Running Azure AI Services on Kubernetes - A Practical Guide to AKS for AI Workloads
Most enterprise AI conversations start with "which model should we use?" and end with "where does this actually run?" That second question is where things get interesting, and where Azure Kubernetes Service (AKS) has become one of the most important pieces of the Microsoft AI stack.
We've been deploying AI workloads on AKS for Australian enterprises for a while now, and the pattern keeps repeating. An organisation starts with Azure OpenAI in the cloud, things work well, then someone from compliance or security asks hard questions about data residency, network isolation, or inference latency. That's when Kubernetes enters the picture.
Why Kubernetes for AI Workloads?
The short answer: control. AKS gives you fine-grained control over where your data is processed, how your models are served, and what your infrastructure looks like. For a lot of Australian organisations - especially those in regulated industries - that control isn't optional.

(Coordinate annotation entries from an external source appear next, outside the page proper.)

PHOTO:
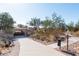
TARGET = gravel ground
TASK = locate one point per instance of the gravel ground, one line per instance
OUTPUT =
(13, 51)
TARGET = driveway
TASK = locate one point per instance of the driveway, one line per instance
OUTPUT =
(29, 47)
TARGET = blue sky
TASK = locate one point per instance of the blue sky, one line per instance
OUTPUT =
(22, 13)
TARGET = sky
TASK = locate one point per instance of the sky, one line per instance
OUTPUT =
(23, 12)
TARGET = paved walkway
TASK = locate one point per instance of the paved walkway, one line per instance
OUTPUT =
(29, 47)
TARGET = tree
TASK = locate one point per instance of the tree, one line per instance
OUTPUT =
(35, 22)
(77, 26)
(47, 22)
(58, 22)
(6, 22)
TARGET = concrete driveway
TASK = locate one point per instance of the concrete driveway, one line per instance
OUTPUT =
(29, 47)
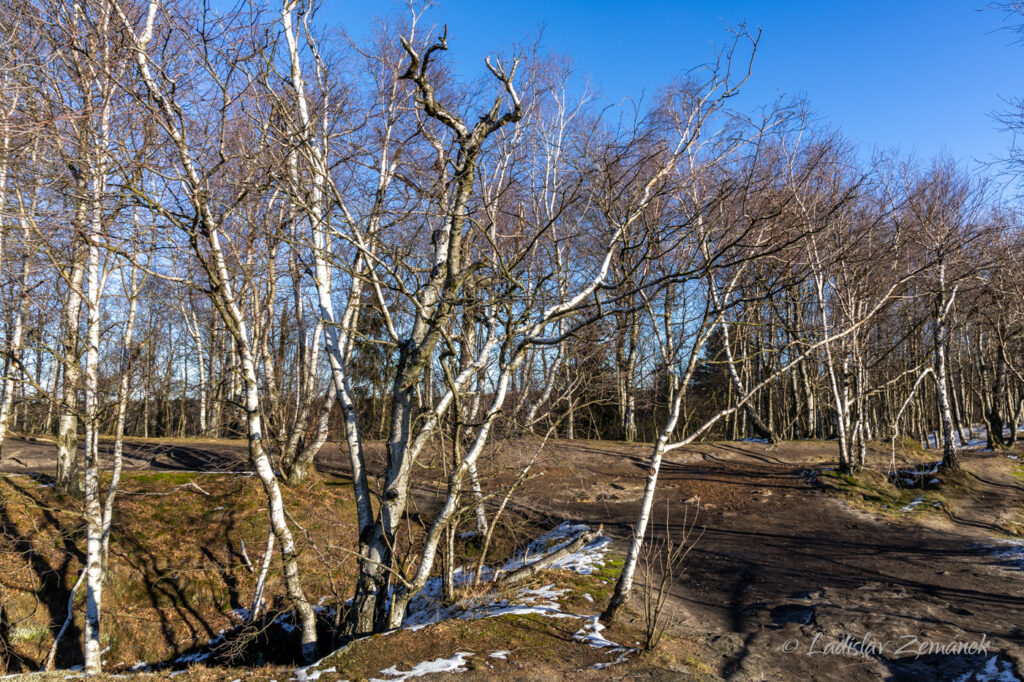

Azure AI Services provides Docker containers that let you run the same AI capabilities you get from the cloud APIs on your own infrastructure. Speech to text, OCR, document intelligence, language understanding - all of it can run as containers inside your AKS cluster. The models are the same ones Microsoft runs in the cloud. You're just choosing where they execute.
This matters for a few specific reasons:
Data never leaves your network. If you're processing medical records, legal documents, or classified information, some compliance frameworks require that data stays within your own boundary. Running AI containers on AKS means your data goes from your application to your cluster and back. It never hits an external endpoint.
Latency you can predict. When you're building real-time applications - think manufacturing quality inspection or live speech transcription - round-tripping to a cloud API adds latency you might not be able to afford. Local inference on AKS keeps response times tight and consistent.
Cost at scale. If you're processing millions of documents or hours of audio, the per-call pricing of cloud APIs can add up fast. Running containers on reserved AKS infrastructure with GPU nodes can work out significantly cheaper at high volume.
Microsoft's tutorial on preparing AI applications for AKS walks through the container setup, but I want to focus on the bigger picture - what works, what's tricky, and what we've learned deploying this in practice.
KAITO - This Is the Interesting Part
The Kubernetes AI Toolchain Operator (KAITO) is where AKS for AI really starts to shine. If you've ever tried to deploy an open-source LLM on Kubernetes manually, you know how painful it can be. GPU scheduling, model downloading, serving infrastructure, memory management - it's a full-time job just getting the thing running, let alone running well.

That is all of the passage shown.